General information

A "Next generation" library catalog – Technologies (Part #3 of 5)

This is an outline of computer technologies for implementing a “next generation” library catalog. In two sentences, this catalog is not really an catalog at all but more like a tool designed to make it easier for students to learn, teachers to instruct, and scholars to do research. It provides its intended audience with a more effective means for finding and using data and information.

The full text of this document formatted as a single HTML page is available at:

http://dewey.library.nd.edu/morgan/ngc/

Technological design

model for a next generation opac
Model for a “next generation” library catalog

Technically speaking, this “next generation” library catalog is the combination of a relational database with a full-text index. Access to this database/index combination is provided through open standards such as Z39.50, SRW/U, OpenURL, and OAI-PMH.

Database

The database is designed to contain XML files enhanced with facet/term combinations. When at all possible these XML files (based on any DTD or XML schema) will represent a complete, atomic information resource such as a book marked-up in TEI or an article in XHTML. When it is impossible or impractical to acquire the full text of a resource, then a metadata record describing the resource will be used instead. In these cases MODS records, EAD files, or something like Dublin Core elements harvested from OAI repositories and packaged as RDF streams will be stored in the database.

The description of each XML record in the database will be enhanced with one or more facet/term combinations. The definition and creation of these combinations are left up to each library to articulate, but some facets might include: Formats, Audiences, Disciplines, XML Types, or Flags. Some example terms might include: Books, Journals, Articles, Freshman, Sophomores, Juniors, Astronomy, Music, Philosophy, MODS, TEI, RDF, Downloadable, Checked-out, or World-accessible.

Given this design, the database only contains four tables as illustrated by the following entity-relationship diagram:

er diagram
Entity-relationship diagram for the “next generation” library catalog

Indexer

Databases are great for storing data and information, but, ironically, they are weak on finding data and information. Indexers are best used for facilitating search, and thus the need for an indexer in the “next generation” library catalog.

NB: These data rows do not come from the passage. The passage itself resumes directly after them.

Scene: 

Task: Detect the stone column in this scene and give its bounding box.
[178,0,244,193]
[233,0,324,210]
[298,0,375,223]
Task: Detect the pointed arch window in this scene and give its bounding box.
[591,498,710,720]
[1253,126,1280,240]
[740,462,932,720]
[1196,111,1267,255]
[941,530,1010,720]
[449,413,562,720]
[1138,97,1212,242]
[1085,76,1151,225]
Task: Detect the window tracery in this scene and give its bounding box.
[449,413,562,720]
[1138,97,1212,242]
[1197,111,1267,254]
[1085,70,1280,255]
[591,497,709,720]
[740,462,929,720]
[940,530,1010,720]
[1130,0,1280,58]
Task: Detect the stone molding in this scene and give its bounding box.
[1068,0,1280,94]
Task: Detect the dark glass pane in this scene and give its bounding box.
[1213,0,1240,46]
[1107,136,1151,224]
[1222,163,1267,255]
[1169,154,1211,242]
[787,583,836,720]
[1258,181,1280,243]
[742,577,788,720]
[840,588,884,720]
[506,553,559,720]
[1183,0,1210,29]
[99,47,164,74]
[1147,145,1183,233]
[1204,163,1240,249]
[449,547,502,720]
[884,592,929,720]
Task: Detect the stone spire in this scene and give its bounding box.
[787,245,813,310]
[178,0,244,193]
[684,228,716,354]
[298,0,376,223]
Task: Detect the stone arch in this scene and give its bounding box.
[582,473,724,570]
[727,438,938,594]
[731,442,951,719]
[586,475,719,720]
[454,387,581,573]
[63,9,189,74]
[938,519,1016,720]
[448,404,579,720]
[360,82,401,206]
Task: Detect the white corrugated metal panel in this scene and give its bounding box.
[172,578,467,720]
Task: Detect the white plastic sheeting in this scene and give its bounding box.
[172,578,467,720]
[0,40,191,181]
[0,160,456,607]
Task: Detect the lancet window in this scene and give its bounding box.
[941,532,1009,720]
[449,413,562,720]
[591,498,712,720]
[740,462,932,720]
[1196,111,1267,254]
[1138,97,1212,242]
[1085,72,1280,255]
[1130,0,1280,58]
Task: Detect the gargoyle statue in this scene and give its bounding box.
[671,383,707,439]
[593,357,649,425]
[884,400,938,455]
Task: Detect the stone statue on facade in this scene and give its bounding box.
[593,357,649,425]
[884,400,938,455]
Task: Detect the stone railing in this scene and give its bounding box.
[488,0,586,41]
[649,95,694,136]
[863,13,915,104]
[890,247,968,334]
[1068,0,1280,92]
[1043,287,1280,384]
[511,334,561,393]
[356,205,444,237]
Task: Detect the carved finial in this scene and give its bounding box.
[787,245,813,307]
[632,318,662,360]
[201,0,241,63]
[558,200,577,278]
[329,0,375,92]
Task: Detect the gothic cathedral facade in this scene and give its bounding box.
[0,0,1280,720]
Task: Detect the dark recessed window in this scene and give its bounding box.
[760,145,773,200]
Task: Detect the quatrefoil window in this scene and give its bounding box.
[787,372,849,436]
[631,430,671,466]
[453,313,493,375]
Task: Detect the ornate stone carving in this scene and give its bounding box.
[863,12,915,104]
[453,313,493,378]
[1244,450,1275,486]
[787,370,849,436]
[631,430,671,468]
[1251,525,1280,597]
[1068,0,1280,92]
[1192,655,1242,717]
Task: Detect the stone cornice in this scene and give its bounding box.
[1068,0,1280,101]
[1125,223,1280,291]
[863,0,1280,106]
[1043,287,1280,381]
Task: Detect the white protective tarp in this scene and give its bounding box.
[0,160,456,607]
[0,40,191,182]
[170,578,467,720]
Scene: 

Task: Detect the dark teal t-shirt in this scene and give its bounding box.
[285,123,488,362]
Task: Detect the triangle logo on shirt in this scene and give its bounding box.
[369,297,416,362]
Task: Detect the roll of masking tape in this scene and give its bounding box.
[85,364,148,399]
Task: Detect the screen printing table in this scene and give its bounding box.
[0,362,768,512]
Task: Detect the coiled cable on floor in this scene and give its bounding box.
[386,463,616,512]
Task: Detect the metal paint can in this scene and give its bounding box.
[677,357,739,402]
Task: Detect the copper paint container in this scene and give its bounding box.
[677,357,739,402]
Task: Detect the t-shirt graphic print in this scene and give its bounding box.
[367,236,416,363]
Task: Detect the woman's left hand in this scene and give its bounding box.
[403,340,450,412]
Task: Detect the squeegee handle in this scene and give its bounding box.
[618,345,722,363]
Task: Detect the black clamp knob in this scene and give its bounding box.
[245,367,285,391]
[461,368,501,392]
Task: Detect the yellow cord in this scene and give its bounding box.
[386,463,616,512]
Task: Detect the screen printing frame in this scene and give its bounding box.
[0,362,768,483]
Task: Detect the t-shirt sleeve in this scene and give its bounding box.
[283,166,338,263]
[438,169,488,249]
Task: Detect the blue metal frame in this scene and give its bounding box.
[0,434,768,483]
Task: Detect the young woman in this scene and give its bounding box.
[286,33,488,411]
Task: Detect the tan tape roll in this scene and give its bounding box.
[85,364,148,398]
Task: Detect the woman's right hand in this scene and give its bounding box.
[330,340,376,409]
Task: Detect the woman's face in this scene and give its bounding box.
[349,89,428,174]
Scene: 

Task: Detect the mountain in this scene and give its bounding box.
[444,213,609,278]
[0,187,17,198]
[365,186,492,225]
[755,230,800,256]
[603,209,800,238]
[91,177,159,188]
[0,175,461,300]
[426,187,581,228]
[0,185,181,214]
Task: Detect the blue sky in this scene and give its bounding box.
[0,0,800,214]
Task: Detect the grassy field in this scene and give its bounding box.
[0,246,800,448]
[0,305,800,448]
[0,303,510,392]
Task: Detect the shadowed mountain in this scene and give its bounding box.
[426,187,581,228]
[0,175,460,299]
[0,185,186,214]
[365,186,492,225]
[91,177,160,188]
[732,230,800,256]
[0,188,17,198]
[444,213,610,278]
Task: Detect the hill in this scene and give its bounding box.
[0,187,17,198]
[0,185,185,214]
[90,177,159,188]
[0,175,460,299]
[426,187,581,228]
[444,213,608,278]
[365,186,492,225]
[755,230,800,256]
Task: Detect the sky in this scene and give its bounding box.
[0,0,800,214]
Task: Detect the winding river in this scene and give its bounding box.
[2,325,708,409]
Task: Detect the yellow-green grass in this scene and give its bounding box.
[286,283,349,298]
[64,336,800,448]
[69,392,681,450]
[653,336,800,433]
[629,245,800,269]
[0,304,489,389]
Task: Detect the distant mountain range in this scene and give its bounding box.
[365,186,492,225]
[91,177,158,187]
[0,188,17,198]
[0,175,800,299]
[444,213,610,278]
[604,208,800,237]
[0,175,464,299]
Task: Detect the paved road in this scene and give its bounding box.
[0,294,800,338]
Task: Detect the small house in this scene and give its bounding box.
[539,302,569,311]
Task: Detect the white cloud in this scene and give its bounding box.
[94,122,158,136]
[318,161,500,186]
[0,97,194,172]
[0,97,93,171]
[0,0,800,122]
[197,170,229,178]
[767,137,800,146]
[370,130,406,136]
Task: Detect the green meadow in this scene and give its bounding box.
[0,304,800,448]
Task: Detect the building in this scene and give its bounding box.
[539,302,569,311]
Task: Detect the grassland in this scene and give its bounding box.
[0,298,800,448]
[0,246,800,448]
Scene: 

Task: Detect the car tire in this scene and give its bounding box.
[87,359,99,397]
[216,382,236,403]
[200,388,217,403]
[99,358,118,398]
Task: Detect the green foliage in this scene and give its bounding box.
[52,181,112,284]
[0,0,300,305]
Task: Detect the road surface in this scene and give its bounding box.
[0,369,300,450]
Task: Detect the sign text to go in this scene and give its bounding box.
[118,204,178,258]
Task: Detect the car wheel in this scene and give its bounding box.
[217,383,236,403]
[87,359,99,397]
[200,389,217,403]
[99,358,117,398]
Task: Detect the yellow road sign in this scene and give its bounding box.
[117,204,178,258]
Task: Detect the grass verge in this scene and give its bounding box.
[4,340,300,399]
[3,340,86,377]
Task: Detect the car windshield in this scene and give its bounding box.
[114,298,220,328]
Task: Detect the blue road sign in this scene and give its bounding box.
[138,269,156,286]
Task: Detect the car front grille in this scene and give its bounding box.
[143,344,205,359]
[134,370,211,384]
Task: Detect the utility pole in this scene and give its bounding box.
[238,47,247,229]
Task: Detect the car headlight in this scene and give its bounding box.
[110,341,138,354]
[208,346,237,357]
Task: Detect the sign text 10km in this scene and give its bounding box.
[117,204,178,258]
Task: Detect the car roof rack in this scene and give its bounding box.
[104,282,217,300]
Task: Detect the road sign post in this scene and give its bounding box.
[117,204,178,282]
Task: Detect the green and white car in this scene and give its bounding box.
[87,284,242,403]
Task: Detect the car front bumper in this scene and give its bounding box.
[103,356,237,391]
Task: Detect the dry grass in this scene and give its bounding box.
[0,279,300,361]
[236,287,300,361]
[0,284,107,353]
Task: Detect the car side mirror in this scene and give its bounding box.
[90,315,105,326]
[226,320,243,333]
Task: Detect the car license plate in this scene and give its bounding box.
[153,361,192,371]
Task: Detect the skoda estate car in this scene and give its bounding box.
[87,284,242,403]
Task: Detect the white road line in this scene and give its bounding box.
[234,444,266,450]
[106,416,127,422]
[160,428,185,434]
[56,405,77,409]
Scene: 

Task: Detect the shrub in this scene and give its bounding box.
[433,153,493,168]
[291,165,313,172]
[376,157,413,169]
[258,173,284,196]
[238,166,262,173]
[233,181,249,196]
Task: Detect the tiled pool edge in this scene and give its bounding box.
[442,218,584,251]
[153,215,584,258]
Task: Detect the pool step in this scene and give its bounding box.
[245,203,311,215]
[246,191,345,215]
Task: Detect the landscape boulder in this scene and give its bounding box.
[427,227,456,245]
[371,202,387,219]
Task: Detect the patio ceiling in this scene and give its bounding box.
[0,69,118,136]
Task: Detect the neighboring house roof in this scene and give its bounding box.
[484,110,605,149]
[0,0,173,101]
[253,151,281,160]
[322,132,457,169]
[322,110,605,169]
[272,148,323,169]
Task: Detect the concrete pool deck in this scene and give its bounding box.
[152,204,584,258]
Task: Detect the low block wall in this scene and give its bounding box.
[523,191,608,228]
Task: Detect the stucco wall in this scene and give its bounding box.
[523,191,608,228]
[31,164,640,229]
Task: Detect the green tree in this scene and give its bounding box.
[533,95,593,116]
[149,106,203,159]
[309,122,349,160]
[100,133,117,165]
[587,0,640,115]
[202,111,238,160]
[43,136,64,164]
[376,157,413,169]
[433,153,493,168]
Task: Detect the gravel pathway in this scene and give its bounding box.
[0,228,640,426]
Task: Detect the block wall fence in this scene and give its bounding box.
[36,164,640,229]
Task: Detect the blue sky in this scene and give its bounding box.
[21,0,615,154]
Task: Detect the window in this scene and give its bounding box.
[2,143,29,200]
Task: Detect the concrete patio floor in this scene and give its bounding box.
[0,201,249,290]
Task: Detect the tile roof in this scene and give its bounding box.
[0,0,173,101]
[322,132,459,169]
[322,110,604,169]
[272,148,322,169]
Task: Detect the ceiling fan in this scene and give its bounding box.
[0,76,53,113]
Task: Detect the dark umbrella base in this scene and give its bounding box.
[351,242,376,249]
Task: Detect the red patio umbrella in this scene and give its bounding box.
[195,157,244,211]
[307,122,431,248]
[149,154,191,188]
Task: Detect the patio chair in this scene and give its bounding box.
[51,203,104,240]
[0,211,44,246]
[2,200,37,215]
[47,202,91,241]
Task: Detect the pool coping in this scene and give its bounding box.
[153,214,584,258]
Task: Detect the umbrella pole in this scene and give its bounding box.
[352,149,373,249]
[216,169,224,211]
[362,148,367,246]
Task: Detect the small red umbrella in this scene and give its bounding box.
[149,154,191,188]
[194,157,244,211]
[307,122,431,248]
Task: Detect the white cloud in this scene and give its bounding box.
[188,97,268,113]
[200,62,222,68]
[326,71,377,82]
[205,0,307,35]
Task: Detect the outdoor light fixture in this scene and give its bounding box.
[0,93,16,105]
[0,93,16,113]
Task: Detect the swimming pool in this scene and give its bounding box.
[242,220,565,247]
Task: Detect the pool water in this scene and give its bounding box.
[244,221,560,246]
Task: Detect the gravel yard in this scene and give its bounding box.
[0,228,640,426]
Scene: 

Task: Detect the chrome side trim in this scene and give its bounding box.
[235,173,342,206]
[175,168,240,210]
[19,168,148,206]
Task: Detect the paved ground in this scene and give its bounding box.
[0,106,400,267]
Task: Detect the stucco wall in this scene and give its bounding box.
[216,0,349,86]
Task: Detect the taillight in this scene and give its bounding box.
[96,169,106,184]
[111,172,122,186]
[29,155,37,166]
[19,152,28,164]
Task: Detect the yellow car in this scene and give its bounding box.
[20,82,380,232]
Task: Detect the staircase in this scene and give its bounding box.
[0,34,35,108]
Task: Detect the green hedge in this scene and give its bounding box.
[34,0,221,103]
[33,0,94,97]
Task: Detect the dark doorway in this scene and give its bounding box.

The entire content of each record in the database will be indexed. This means each record will be full-text searchable. To improve both precision and recall each record will also be indexed according it its most significant XML elements. Because the database will contain a wide variety of XML files represented by different DTD’s and schemas, a best practices effort will be made to additionally map the XML elements to Dublin Core names. Using this approach records from the index should be accessible via free-text terms/phrases, DTD/schema-specific element names, as well as a set of commonly used fields represented by Dublin Core. At the very least the indexer is expected to support unicode and incremental updating. The native query language of the indexer is expected to support free-text, phrase, and field searching as well as Boolean operations, nested queries, right-hand truncation, stemming, sorting, and relevance ranking.

End-user access

End-user access to the database/index will be through standard protocols such as Z39.30, SRW/U, OpenURL, and OAI-PMH. Access to the system using their native interfaces is discouraged. While the use of the protocols may bypass some “kewl” features of the underlying database or search engine, they will enable the system to be more modular in nature. Such an approach will enable one indexer to be supplanted by another indexer with much greater ease. Similarly, when new databases become available or better protocol implementations are created the older tools can be replaced with their improved counter-parts.

This does not mean end-users will be expected to know the specific syntaxes of the abstract protocols in order to access the system. At the outset users will be presented with an HTML-based interface. From there they will be able to search and browse the system. Queries will be sent to the Z39.50 or SRW/U servers for processing and items will be returned supplemented with ways to expand and narrow the results. This search/browse process is repeated until the end-user identifies specific items of interest.

When an item from the search results is selected by the user an OpenURL is sent to a resolver. The resolver will return a list of functions — services — that can be applied against the item. Borrow. Download. Edit. Review. Annotate. Share. Delete. Index. Search. Find More Like This One. Discuss. Find author and email them. Create citation. Summarize. Write paper. Trace idea backwards. Trace idea forwards. Print. Email. Collaborate. Save. Archive. Translate. Show definition. Show synonym. Graph. Chart. Prioritize. Evaluate. Rate. Rank. Illustrate. Authenticate source. Etc. This list of services will be generated based on the characteristics of the item and represents a set of things the user can do with the item. For example, full-text articles are downloadable, and physical books are borrowable. The list of services is only limited by the time, energy, and imagination of the implementors.